About the job
Our Mission
At Reflection AI, our mission is to develop open superintelligence accessible to everyone.
We are creating open weight models for individuals, enterprises, agents, and nation-states. Our diverse team includes AI researchers and industry veterans from leading organizations such as DeepMind, OpenAI, Google Brain, Meta, Character. AI, and Anthropic.
Foundations
Vision:
We aim to establish and maintain a company-wide foundational platform designed to enhance every team by offering dependable, scalable development infrastructure, Site Reliability Engineering (SRE) capabilities, and high-throughput data ingestion tools. This enables Reflection to expedite its growth as we scale.
What This Team Does
Our team builds and manages the essential platform layer that every engineering team relies on. We craft clear, opinionated golden paths for cloud infrastructure, networking, and access patterns, ensuring that the safest and most scalable routes are also the easiest to navigate. We work across various domains including cloud infrastructure, network primitives, security protocols, and developer tools to empower engineers to deploy rapidly while ensuring reliability, security, and cost predictability.

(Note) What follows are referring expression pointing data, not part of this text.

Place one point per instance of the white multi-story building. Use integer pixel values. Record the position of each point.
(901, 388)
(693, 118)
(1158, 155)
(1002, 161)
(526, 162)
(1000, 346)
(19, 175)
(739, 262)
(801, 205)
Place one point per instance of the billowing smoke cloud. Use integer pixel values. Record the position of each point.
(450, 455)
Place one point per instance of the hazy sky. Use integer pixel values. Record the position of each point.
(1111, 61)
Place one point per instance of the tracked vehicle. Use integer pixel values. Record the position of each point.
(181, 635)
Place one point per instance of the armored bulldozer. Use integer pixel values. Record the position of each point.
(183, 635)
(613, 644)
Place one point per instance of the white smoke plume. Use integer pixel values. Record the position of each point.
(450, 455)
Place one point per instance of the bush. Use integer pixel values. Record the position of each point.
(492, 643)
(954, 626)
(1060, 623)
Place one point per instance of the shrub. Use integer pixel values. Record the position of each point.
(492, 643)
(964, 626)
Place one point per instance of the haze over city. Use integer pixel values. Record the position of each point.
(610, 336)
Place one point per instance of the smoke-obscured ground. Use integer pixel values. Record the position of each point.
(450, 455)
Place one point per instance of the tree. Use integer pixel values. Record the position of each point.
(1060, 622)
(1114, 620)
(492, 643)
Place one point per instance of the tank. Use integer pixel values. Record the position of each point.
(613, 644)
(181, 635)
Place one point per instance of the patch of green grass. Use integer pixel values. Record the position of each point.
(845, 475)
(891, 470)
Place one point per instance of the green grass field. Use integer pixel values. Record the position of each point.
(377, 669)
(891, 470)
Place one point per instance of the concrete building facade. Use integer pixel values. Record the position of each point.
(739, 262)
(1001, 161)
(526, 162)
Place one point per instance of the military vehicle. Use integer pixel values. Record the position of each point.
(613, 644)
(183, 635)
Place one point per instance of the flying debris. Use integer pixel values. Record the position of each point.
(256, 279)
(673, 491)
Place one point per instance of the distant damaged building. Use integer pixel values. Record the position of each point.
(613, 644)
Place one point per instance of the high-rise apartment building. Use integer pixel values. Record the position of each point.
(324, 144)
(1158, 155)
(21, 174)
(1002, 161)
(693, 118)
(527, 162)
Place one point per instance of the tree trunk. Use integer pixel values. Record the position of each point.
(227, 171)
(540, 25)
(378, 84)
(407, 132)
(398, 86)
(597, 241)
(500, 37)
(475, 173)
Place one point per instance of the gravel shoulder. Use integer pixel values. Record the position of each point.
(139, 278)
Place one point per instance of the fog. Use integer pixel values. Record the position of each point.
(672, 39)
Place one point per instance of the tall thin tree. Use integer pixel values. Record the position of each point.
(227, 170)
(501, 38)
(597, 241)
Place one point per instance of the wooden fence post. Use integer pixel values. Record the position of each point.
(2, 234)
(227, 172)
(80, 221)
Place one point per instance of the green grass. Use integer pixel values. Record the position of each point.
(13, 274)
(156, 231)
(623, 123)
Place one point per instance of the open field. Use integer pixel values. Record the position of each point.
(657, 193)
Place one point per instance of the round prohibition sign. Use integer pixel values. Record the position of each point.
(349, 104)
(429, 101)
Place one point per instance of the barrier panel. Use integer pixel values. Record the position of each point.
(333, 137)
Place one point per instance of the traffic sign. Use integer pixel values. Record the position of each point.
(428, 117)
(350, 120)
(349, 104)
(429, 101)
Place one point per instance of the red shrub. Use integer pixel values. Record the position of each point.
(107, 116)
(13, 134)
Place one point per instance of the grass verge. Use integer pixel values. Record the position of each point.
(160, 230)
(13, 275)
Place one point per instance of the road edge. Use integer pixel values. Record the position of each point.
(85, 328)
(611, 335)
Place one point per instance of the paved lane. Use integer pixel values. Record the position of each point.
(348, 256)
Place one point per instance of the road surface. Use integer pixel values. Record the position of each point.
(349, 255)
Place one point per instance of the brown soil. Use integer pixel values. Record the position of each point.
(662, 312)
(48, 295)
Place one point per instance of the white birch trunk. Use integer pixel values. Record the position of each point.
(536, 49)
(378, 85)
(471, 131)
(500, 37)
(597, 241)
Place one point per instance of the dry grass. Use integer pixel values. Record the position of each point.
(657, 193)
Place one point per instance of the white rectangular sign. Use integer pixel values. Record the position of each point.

Define and uphold golden paths for cloud projects and access patterns.
Implement secure defaults and guardrails, making the safe path the most straightforward option.
Construct and manage core networking components such as routing, DNS, load balancing, and connectivity.
Establish baseline observability and operational best practices across services and infrastructure.
Oversee developer infrastructure including build systems, CI/CD, caching, and testing infrastructure to facilitate rapid shipping.
Enhance cloud cost visibility and reduction through effective tooling, guardrails, and optimization strategies without hindering team progress.
What You'll Work With
Cloud & Multi-Cloud Architecture: GCP, AWS, multi-cloud configurations, VPC architecture, private DNS, load balancers, advanced routing (BGP), and large-scale Kubernetes clusters.
Identity & Security Foundations: IAM, OIDC, RBAC, KMS, secrets management, policy-as-code (OPA, Gatekeeper), secure defaults, and cloud guardrails.
Infrastructure & Automation: Terraform, Pulumi, foundational Kubernetes, CI/CD systems, Bazel, build caching, and hermetic builds.
Observability & Cost Governance: Prometheus, Grafana, OpenTelemetry, and more.